In rappresentanza dei valdesi del Rio de la Plata è venuto a Torino per la visita di papa Francesco il moderador della Mesa Valdense di Uruguay e Argentina, Oscar Oudri. Il moderador ha portato il saluto delle chiese d’oltreoceano e ha ricordato l’impegno ecumenico, portato avanti “fianco a fianco con il fratello Francesco”, quando ancora era arcivescovo di Buenos Aires, «per la difesa dei minori, dei giovani e degli anziani, dei popoli originari, delle donne, alla ricerca delle persone scomparse, contro la dittatura e per la difesa dell’integrità del Creato». Con Oscar Oudri abbiamo commentato la visita del papa e fatto il punto sulla situazione delle chiese sorelle in Uruguay e Argentina.

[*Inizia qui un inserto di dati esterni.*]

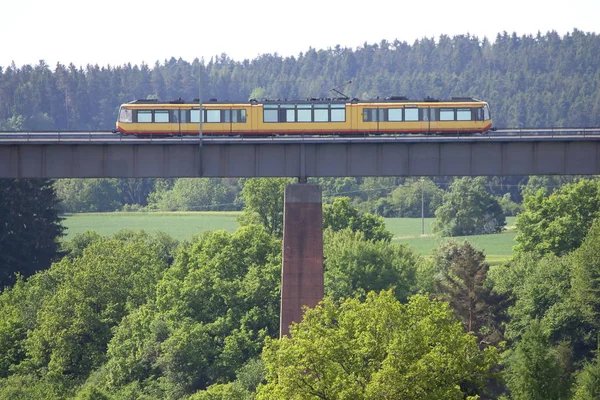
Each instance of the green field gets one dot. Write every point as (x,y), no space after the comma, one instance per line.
(180,225)
(183,225)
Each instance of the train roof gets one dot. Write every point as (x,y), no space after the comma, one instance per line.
(338,100)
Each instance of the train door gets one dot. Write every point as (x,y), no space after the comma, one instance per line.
(434,120)
(370,120)
(178,117)
(425,117)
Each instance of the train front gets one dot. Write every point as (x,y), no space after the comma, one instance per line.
(125,117)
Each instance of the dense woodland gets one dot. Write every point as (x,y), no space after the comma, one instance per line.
(534,81)
(143,316)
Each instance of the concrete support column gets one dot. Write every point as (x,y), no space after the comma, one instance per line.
(302,271)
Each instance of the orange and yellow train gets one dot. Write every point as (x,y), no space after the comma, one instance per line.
(393,115)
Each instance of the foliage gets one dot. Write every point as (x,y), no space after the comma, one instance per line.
(29,227)
(509,207)
(213,310)
(197,194)
(355,266)
(468,209)
(585,280)
(530,81)
(341,215)
(558,223)
(264,201)
(462,282)
(587,386)
(376,349)
(533,371)
(407,199)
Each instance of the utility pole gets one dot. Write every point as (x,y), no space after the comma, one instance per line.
(200,115)
(422,209)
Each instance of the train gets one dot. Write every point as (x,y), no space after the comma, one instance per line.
(324,116)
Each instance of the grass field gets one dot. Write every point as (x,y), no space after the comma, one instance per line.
(183,225)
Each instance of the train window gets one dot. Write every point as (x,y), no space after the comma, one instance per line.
(270,115)
(486,113)
(195,116)
(213,115)
(338,114)
(395,114)
(304,115)
(463,114)
(290,115)
(238,115)
(370,114)
(411,114)
(447,114)
(125,115)
(161,116)
(144,115)
(321,114)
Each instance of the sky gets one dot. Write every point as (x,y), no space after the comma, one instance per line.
(117,32)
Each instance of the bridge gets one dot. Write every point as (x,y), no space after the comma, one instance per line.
(101,155)
(97,155)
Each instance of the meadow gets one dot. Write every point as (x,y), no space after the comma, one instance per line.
(183,225)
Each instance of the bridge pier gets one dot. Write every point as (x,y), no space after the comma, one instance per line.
(302,270)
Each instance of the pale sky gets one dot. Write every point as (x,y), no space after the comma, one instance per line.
(116,32)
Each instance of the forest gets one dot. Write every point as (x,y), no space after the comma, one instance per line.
(140,315)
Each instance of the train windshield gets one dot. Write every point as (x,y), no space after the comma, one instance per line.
(125,115)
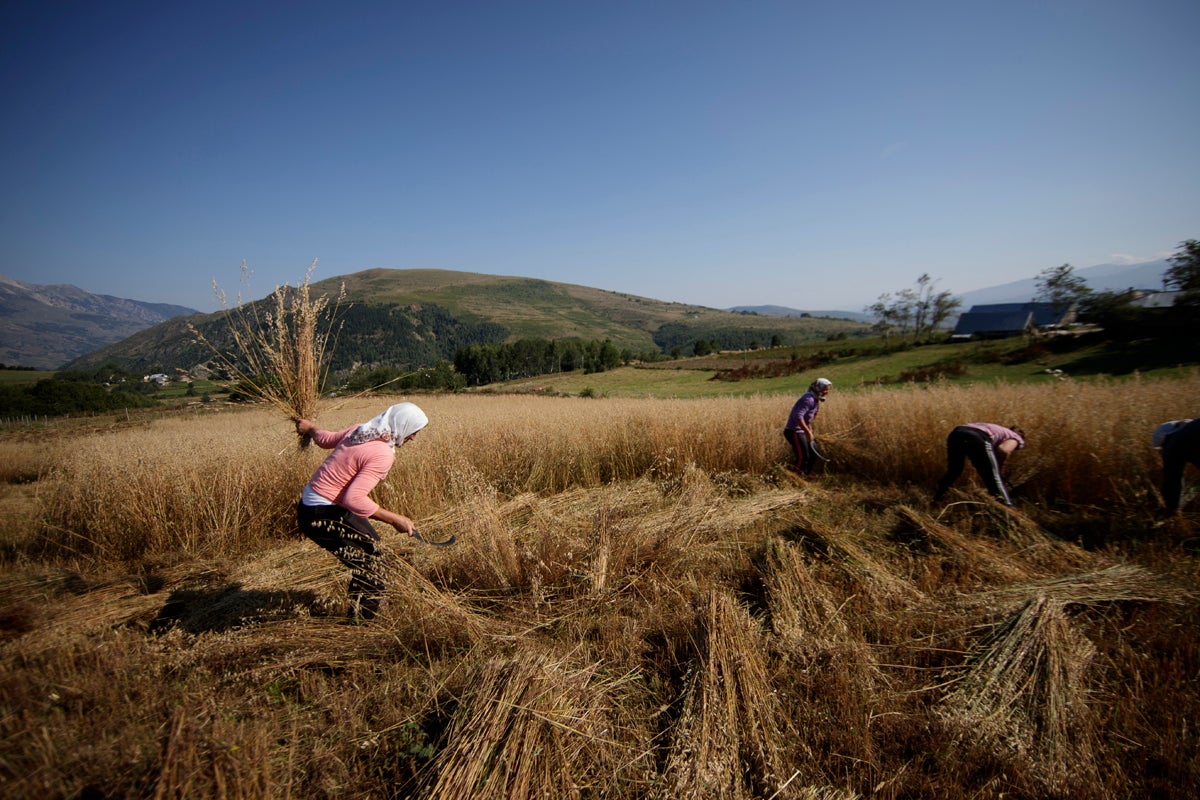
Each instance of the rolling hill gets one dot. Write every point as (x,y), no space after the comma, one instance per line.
(43,326)
(412,318)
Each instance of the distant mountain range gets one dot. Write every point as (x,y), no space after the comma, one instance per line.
(408,319)
(45,326)
(419,316)
(1103,277)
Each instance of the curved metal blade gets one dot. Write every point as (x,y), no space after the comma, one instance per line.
(444,542)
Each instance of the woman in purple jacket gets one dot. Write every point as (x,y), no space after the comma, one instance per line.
(798,429)
(1180,444)
(988,446)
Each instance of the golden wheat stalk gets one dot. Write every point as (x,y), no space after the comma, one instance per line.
(282,355)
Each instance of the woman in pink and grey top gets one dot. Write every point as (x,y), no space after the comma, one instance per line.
(987,445)
(335,507)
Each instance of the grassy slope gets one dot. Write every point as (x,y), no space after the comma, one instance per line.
(526,307)
(1008,360)
(550,310)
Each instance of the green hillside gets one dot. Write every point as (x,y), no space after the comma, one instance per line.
(863,362)
(414,318)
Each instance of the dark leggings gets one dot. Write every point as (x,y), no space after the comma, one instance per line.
(355,543)
(972,443)
(802,446)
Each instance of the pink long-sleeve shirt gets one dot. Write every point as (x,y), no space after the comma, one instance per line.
(351,471)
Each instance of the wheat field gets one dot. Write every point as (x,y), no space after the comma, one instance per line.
(642,602)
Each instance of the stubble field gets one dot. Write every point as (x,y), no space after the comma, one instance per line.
(642,602)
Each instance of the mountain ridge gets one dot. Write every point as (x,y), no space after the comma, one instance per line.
(47,325)
(413,318)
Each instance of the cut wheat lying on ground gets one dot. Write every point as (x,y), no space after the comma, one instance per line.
(641,603)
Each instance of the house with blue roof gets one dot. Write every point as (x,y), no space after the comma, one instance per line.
(1005,319)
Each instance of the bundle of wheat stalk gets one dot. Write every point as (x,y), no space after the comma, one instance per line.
(282,355)
(726,740)
(535,726)
(1025,690)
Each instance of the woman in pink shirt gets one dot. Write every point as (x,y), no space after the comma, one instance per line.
(988,445)
(335,509)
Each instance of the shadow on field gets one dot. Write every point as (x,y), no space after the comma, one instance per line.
(213,609)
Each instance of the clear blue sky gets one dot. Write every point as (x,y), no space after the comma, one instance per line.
(741,152)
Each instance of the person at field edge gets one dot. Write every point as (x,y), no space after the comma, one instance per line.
(1180,444)
(988,446)
(798,429)
(335,509)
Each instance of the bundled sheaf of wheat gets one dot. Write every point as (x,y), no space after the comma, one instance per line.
(1026,689)
(535,726)
(282,353)
(727,738)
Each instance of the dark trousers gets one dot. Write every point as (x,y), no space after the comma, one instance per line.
(972,443)
(355,543)
(802,446)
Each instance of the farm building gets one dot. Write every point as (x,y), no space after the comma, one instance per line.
(1001,320)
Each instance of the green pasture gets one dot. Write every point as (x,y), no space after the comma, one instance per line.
(868,362)
(22,377)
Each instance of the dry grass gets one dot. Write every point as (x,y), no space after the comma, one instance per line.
(640,605)
(280,355)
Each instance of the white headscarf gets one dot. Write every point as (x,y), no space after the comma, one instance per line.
(395,425)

Che impressione ha avuto dell’incontro con il papa?

«E’ stato un momento molto positivo, con una forte carica simbolica. I discorsi di tutti sono stati importanti e di grande impatto. Il papa mi è sembrato una persona semplice, molto impegnata in favore dell’ecumenismo come quando era arcivescovo di Buenos Aires».

Gli ha ripetuto personalmente l’invito a “bere il mate insieme”? Ci sono possibilità di una visita alle chiese in Sud America?

«Sì, ha detto che verrà nel Rio de La Plata nel 2016 o nel 2017 per un incontro ecumenico simile a questo. Da noi il rapporto con i cattolici è molto stretto, c’è una pratica ecumenica condivisa da tempo, sia nelle celebrazioni ecclesiastiche, sia nell’ambito diaconale e della formazione».

Ha già avuto reazioni dalle chiese sulla visita di Francesco?

«Mi hanno chiamato i pastori di tre comunità, molto soddisfatti della riuscita dell’incontro. Devo dire che la Mesa in un primo momento aveva detto che non sarebbe stata presente a Torino ma la Commissione per le relazioni ecumeniche ha invece ribadito che una nostra partecipazione era fondamentale; quindi la Mesa ha riscritto alle comunità che aveva cambiato idea e le reazioni a questa seconda decisione sono state tutte positive».

Quando Bergoglio era arcivescovo di Buenos Aires, che rapporti aveva con i valdesi rioplatensi?

«Nel 2000 c’è stato un grande evento ecumenico in plaza de mayo, a cui hanno partecipato cinquemila persone, organizzato da Bergoglio e dal pastore valdese Norberto Berton, di cui era amico. Lunedì, quando ho avuto occasione di parlargli un momento dopo l’incontro ufficiale, il papa mi ha detto che ogni mese quando era a Buenos Aires andava a mangiare con Berton, che all’epoca era pastore della Ierba, la Chiesa evangelica riformata di Buenos Aires: da questa vicinanza personale sono nati anche rapporti comunitari».

Parlando invece della realtà delle chiese nel Rio de La Plata, come si è arrivati alla chiusura di Isedet, l’Istituto superiore evangelico di studi teologici?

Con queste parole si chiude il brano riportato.